Forgetting to specify encoding¶
Always specify the encoding in file operations.
12. Worked Examples¶
Example 1¶
Find the Unicode code point of a character.
print(ord("中"))
Output:
20013
Hex form:
print(hex(ord("中")))
0x4e2d
Example 2¶
Convert a code point to a character.
print(chr(65))
Output:
A
Example 3¶
Inspect UTF-8 bytes.
"中".encode("utf-8")
Result:
b'\xe4\xb8\xad'
13. Exercises¶
- What is the difference between a character set and an encoding?
- How many characters did ASCII support?
- What is the Unicode code point for the letter A?
- Why is UTF-8 compatible with ASCII?
- How many bytes can UTF-8 use for one character?
- Why does
len()sometimes differ from the number of bytes in UTF-8? - What happens if a byte sequence is decoded with the wrong encoding?
14. Short Answers¶
- Character set defines characters; encoding defines byte representation
- 128
- U+0041
- ASCII characters use the same byte values in UTF-8
- 1–4 bytes
- Some characters require multiple bytes
- Garbled text (mojibake)
15. Summary¶
- Computers store bytes, not characters.
- Character encodings map characters to byte sequences.
- ASCII defined the first widely used encoding but supported only English.
- Unicode assigns unique code points to characters from all languages.

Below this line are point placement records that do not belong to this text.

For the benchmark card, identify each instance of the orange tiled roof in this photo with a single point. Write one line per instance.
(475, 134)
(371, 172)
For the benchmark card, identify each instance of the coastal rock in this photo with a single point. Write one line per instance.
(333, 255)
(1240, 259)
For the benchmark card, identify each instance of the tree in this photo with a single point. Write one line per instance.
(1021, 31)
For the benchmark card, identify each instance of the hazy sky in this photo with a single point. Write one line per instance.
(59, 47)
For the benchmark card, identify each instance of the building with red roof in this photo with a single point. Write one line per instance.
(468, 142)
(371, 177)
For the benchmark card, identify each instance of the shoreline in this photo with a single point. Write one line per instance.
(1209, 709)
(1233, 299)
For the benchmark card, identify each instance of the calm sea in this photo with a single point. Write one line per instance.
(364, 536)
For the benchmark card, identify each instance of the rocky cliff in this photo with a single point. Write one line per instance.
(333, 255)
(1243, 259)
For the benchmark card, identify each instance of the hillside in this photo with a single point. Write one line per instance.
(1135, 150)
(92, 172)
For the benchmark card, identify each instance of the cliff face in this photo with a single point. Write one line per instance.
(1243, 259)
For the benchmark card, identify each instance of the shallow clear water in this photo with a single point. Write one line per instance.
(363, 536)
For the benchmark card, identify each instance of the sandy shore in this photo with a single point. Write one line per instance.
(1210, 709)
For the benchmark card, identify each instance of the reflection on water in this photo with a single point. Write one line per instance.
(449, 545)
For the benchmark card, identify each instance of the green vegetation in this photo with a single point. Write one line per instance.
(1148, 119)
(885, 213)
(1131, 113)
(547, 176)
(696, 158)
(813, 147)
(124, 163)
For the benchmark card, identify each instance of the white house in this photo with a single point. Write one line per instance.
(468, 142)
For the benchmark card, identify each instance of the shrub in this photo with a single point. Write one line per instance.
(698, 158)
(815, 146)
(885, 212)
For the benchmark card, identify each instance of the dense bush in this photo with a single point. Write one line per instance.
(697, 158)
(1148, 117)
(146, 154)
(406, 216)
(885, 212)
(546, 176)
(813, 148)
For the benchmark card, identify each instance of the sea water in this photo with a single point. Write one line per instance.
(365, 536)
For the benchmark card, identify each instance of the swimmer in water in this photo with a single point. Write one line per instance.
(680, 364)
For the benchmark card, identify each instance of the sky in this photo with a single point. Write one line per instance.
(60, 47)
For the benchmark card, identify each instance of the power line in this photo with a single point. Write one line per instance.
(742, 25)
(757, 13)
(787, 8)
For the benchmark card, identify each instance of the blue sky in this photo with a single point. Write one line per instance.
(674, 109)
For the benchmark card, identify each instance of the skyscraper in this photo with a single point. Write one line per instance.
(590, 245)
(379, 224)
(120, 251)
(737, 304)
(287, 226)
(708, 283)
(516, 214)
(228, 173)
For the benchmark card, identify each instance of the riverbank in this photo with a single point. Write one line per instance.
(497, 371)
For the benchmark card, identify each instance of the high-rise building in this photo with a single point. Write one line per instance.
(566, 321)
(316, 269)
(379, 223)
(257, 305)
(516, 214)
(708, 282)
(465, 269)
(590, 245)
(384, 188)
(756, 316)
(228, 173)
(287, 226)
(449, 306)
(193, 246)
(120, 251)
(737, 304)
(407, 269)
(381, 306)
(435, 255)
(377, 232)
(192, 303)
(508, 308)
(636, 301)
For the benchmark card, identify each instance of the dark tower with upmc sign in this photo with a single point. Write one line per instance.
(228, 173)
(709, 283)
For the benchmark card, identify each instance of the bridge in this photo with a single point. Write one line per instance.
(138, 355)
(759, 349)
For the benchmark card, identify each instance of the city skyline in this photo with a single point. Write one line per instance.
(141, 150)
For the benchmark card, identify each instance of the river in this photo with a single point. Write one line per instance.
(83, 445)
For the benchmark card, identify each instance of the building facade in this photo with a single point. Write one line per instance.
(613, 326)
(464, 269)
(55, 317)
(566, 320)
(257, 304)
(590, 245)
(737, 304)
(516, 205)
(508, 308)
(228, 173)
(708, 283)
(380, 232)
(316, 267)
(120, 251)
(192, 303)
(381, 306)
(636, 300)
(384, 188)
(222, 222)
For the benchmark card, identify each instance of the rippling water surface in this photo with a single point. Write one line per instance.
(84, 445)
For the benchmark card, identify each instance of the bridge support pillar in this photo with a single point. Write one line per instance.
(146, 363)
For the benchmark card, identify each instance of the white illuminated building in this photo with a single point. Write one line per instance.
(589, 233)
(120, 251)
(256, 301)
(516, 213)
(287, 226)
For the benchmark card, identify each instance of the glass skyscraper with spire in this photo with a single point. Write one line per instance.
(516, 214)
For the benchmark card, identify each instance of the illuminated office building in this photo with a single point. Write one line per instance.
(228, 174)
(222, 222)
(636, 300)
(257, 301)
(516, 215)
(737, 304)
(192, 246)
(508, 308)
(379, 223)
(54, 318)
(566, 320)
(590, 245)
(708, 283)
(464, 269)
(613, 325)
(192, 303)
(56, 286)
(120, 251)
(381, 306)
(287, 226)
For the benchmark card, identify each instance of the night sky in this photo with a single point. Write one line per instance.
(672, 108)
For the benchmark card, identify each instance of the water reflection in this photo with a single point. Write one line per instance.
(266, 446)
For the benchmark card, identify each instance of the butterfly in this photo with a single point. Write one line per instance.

- UTF-8 is the dominant encoding because it is compact and ASCII-compatible.
- Python 3 strings represent Unicode code points, not raw bytes.
- Encoding converts text to bytes; decoding converts bytes to text.
Understanding character encoding is essential for reliable text processing, especially when working with files, networks, and multilingual data.